Waiting times for ambulance services in England operate using four different categories of calls, which have differing response times:
Category one calls, for life-threatening injuries and illnesses, should be responded to in less than seven minutes on average.
Category two calls, for emergencies such as strokes, should have an average response time of less than 18 minutes.
Category three calls, for urgent issues such as abdominal pain, should most often be responded to in under two hours.
Category four calls, for non-urgent problems, should see an ambulance at the scene in less than three hours.
Claire, who has worked as a community nurse for almost 30 years, said: "I have no blame at all for the ambulance service.

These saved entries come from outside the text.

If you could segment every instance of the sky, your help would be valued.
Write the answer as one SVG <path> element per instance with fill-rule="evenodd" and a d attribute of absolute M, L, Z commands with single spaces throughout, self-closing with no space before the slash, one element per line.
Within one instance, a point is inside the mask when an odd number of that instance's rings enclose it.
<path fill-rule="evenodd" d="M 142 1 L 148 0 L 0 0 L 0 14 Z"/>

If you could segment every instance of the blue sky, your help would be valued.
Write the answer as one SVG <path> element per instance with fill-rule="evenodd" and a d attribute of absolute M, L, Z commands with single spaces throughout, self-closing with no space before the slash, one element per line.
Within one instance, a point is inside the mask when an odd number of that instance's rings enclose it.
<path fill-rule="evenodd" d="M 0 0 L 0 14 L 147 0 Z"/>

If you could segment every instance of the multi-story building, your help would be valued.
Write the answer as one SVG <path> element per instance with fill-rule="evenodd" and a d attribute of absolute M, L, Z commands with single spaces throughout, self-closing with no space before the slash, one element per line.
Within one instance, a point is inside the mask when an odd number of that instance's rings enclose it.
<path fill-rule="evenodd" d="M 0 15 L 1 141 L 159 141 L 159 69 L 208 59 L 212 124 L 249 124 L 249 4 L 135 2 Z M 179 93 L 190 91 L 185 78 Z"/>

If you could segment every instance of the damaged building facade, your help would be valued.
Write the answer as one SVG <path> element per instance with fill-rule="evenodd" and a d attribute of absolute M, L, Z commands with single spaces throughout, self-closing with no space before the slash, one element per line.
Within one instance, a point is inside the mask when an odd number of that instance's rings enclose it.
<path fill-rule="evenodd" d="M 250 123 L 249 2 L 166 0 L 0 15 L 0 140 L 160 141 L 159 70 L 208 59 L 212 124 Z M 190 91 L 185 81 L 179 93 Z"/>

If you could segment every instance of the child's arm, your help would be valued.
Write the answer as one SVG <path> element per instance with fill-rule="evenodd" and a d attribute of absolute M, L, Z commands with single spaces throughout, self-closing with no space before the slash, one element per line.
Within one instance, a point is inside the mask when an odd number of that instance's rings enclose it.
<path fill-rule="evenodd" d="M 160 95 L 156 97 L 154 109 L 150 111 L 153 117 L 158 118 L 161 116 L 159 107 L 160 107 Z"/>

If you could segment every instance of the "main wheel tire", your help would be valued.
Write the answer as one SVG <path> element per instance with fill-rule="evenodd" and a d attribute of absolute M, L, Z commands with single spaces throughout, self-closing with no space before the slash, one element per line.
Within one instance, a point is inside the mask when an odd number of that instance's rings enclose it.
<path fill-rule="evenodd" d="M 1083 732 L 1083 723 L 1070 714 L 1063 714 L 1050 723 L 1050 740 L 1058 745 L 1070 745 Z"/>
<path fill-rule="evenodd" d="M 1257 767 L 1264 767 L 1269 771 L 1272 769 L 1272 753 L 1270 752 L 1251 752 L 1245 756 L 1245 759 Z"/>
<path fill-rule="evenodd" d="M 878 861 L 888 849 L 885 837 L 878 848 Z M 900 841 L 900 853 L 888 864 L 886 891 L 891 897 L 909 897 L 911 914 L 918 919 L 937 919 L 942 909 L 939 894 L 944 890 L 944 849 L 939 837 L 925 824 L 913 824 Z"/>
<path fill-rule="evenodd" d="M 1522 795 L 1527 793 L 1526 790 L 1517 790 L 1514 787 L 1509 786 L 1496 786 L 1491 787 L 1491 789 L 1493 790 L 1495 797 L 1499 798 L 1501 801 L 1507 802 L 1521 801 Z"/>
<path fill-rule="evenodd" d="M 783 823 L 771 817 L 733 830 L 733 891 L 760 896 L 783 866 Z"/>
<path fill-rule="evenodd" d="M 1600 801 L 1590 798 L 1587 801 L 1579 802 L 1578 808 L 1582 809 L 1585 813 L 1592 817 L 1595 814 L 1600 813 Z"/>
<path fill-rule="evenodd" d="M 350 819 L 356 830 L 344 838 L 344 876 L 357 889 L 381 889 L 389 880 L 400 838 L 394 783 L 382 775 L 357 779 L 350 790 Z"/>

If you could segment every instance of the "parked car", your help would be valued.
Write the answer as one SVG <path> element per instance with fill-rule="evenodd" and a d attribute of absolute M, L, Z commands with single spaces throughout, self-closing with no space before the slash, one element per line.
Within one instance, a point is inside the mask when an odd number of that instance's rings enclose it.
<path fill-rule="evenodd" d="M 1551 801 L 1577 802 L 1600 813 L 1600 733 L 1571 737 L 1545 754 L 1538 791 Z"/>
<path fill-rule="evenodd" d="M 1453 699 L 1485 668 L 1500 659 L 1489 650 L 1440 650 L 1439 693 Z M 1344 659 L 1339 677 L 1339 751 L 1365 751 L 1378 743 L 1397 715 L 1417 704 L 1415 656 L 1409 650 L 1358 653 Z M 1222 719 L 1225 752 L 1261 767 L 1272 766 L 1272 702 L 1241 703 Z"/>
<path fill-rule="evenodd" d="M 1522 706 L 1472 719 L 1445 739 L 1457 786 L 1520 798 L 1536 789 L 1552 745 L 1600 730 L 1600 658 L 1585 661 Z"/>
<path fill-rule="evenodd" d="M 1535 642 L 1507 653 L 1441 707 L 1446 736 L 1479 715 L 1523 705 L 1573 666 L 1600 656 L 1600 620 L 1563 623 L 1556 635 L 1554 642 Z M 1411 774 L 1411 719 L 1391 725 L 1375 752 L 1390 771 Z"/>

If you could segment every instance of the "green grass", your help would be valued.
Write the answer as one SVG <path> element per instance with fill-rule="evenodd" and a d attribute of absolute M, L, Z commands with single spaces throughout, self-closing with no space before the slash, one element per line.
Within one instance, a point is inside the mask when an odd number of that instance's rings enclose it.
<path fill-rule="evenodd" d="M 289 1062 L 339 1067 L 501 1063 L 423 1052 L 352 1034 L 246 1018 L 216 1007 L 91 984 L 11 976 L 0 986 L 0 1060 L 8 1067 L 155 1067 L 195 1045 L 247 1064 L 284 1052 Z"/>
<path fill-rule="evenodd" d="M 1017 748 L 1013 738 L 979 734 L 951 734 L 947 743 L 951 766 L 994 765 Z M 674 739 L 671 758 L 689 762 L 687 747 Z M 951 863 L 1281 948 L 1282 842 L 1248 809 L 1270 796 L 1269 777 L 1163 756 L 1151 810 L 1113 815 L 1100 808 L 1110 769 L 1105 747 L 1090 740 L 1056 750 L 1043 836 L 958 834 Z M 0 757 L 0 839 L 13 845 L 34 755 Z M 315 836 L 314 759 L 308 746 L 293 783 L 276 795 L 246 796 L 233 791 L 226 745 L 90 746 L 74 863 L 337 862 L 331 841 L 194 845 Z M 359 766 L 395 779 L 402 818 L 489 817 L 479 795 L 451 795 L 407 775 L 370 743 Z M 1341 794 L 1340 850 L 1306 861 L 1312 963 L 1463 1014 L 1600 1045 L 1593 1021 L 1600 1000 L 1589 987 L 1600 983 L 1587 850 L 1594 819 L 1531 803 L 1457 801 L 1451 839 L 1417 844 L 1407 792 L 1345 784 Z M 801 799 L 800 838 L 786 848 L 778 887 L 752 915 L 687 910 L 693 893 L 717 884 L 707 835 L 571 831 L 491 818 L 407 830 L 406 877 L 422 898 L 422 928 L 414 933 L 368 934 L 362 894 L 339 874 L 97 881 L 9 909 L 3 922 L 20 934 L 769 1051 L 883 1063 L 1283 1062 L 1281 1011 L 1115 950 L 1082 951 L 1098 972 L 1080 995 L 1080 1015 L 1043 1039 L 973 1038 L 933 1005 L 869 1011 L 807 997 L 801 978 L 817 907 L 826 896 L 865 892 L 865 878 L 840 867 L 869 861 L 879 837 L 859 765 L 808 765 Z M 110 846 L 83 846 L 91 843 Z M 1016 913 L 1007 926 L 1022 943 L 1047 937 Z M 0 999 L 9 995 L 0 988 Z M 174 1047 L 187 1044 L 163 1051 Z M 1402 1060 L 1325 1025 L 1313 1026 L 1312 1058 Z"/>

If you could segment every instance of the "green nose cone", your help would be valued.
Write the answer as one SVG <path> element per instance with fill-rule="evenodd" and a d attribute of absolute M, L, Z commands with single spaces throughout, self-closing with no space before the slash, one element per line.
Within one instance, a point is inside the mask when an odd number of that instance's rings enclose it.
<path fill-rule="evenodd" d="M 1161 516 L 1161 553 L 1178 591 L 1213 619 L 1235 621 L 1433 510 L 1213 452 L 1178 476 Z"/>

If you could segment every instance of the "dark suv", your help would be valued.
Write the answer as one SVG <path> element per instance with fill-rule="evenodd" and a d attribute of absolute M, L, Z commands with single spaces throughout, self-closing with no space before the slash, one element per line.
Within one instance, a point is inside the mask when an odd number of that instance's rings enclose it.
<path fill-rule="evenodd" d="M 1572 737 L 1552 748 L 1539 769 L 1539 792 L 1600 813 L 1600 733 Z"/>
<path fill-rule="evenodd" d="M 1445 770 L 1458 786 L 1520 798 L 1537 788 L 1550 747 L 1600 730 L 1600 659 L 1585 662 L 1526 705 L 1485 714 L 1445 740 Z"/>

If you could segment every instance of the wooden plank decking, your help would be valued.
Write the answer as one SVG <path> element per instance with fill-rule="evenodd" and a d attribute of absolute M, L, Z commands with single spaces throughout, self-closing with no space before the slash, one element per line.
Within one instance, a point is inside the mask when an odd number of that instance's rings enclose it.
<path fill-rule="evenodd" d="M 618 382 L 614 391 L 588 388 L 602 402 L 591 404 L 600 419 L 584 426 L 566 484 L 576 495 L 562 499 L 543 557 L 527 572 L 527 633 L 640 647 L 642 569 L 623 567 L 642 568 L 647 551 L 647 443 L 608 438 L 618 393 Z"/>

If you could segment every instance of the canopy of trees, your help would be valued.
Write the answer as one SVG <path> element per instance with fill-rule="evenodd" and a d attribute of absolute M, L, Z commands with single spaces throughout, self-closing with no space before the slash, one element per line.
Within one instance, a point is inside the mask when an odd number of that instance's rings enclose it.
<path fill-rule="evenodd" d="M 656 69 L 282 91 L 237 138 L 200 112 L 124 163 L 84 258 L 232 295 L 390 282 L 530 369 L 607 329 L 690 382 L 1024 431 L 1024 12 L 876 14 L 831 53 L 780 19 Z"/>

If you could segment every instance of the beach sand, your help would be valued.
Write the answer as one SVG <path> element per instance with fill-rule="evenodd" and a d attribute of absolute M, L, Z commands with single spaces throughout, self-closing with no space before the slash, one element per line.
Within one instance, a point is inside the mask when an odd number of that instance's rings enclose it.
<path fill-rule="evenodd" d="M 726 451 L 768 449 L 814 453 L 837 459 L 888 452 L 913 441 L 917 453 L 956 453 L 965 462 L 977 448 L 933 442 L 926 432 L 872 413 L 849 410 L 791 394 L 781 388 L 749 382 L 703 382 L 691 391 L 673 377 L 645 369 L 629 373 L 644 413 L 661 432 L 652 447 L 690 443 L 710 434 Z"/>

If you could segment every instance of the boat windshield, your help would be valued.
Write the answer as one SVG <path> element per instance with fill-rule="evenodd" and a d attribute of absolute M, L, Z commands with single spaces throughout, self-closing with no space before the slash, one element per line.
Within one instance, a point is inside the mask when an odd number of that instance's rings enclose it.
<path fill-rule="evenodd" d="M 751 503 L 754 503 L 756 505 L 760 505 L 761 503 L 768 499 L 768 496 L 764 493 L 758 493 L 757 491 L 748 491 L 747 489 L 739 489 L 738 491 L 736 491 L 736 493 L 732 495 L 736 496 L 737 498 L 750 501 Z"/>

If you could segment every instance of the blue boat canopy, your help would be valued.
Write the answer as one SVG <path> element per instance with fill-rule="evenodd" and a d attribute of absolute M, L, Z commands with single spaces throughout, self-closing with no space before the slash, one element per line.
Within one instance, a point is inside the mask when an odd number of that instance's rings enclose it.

"They’re working under incredibly difficult circumstances and I can’t imagine what it must be like for them to do their job at the moment with these situations that they’re facing.
"But patients are potentially dying that might not have died if the ambulance had been able to get to them in time."
Gareth, 27, a support worker from Solihull, Birmingham, who also preferred not to share his surname, said his father was made to wait 18 hours for an ambulance after having fallen off his mobility scooter in the street.
Barry, 83, fell outside a McDonald’s 10 minutes from home on July 9 while out with his son.
Gareth said when he called an operator and told them his father may have a broken hip and was "extremely exhausted", he was advised not to move him and told it could take up to five hours for paramedics to arrive.
His father was in the street for an hour and after being told the length of the wait Gareth took him home.
"My dad was in excruciating pain and the phone call wasn’t that helpful as they told me it could take up to five hours,” Gareth said.
'It seemed like they were just never going to come'
Gareth said he called 999 seven times and was told more than 28 people in Birmingham were waiting for ambulances – with paramedics eventually arriving for his father at 11am the next day.
"They told me not to move him from the position he was in (which was sitting up). They expected him to just sit up and be in pain for 18 hours. It’s just wrong," Gareth added.
"It seemed like they (were) just never going to come… 3pm to 11am is ridiculous."
In a statement West Midlands Ambulance Service offered its condolences to the family of the patient who died in Stoke and for the length of time it took crews to arrive.
It also apologised for the time it took for an ambulance to reach the patient in Solihull.
A spokesman added: "The ambulance service relies on each part of the health and social care system working together so that our ambulances can get to patients in the community quickly.
"Sadly, the pressures we are seeing in health and social care lead to long hospital handover delays with our crews left caring for patients that need admitting to hospital rather than responding to the next call.
"The result is that our crews are delayed reaching patients.
"We are working incredibly hard with all of our NHS and social care partners to prevent these delays, looking at new ways to safely hand over patients quickly so that our crews can respond more rapidly and save more lives."